Photo : Dang Duong/CVN

Le marché de la peinture du Vietnam est devenu mobile depuis les années 1990. Rapidement, les professionnels ont constaté que les œuvres n’étaient pas qualifiées par le marché domestique, mais plutôt par les collectionneurs étrangers. Même les marchands ne font pas confiance aux acheteurs vietnamiens. «On peut dire qu’il n’y a pas de vrai marché des beaux-arts au Vietnam», avoue Nguyên Nga, gérante de la galerie Maison des arts à Hanoï. «Nos clients sont majoritairement étrangers. Les Vietnamiens sont riches, mais ils ne s’intéressent pas à la peinture : ils achètent les œuvres +feng shui+ à plusieurs milliers de dollars, mais ils ne cherchent que les peintures copiées», partage-t-elle.
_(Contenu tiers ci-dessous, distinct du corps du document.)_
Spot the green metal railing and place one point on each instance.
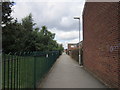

Les peintures vietnamiennes ne reconnaissent pas vraiment de succès à l’étranger, où elles sont vendues pour trois à quatre fois moins que leur valeur d’estimation. Vi Kiên Thành, responsable du Département des beaux-arts, de la photographie et des galeries, dépendant du ministère de la Culture, des Sports et du Tourisme, explique que «le Premier ministre a ratifié le plan de développement de l’activité des beaux-arts jusqu’en 2030, favorisant plutôt les musées publics et sans donner une solution à la régularisation du marché domestique».

Pour Pham Luân, un des plus fameux peintres au Vietnam, «j’ai des collègues qui ont vendu aisément leurs œuvres. Mais ils ne peuvent plus dès lors assurer leur créativité, et ils n’ont plus de temps pour inventer. Ils paient d’autres peintres moins qualifiés qui copient leurs styles, assurant dès lors la quantité. Le public, loin d’être dupe, reconnaît néanmoins la différence et on assiste à une chute à la fois de la qualité et des prix des œuvres».

Certains professionnels proposent de vendre en ligne, permettant d’encadrer les prix et de réduire les difficultés du déplacement, en suivant le fameux modèle des enchères internationales comme Christie’s ou Sotheby’s. Ces sites sont nombreux, mais les revenus restent modestes : le public n’apprécie pas le système de réputation et a peur des copies.

Vendre à l’étranger pour une vie au paradis

L'artiste Bùi Thanh Tâm à côté de l'une de ses œuvres.
Photo : Internet

«La très grande majorité des artistes sont pauvres. Cependant, les plus cotés vivent au paradis, littéralement», s’exclame un responsable de galerie depuis plus de 20 ans. «Ils s’éloignent du marché domestique, et ne cherchent que les collecteurs étrangers. Je n’ai pas cru mes oreilles lorsque mon ami peintre m’a dit qu’il pouvait vendre chaque mois au moins une œuvre à 40.000 dollars. Oui, 40.000 ! Pour lui, c’est mort de dessiner une peinture pour 4.000 dollars», raconte-t-il.

Bùi Thanh Tâm a choisi également cet itinéraire. En 2013, il a exposé pour la première fois dans une galerie à Hong Kong (Chine), où il a vendu une peinture pour 11.000 dollars. Par la suite, il a décidé de contacter davantage les collecteurs étrangers. Un succès considérable qui a fait grimper la valeur de son œuvre, vendue récemment à 30.000 dollars aux États-Unis après avoir tourné dans huit foires internationales.

Depuis 2013, Luu Tuyên expose à Hong Kong, en Malaisie, en Chine et à Singapour, et ses tableaux se vendent régulièrement autour de 6.500 dollars. Un cas pas si exceptionnel, car d’autres artistes comme Dang Xuân Hoa, Pham An Hai, Liêu Nguyên ou encore Huong Duong s’exportent sur des marchés étrangers. De plus, l’Europe commence à découvrir et s’intéresser aux œuvres qui sont sorties en dehors de l’École des beaux-arts de l’Indochine.

Pourtant, marchander les peintures à l’étranger n’est jamais si simple pour les artistes vietnamiens, ces derniers devant supporter eux-mêmes tous les frais de séjour, avec aucune garantie de succès à la clé.

«Préserver les traits particuliers de la culture vietnamienne est très important, mais en réalité, le commerce de l’art requiert une ouverture à l’international», commente Bùi Thanh Tâm. «Les collectionneurs étrangers n’apprécient pas les concepts "démodés" de la peinture du Vietnam. Ils adorent plutôt la différenciation, la diversification et la possibilité d’identifier d’un coup d’œil le style de chaque artiste», confie-t-il.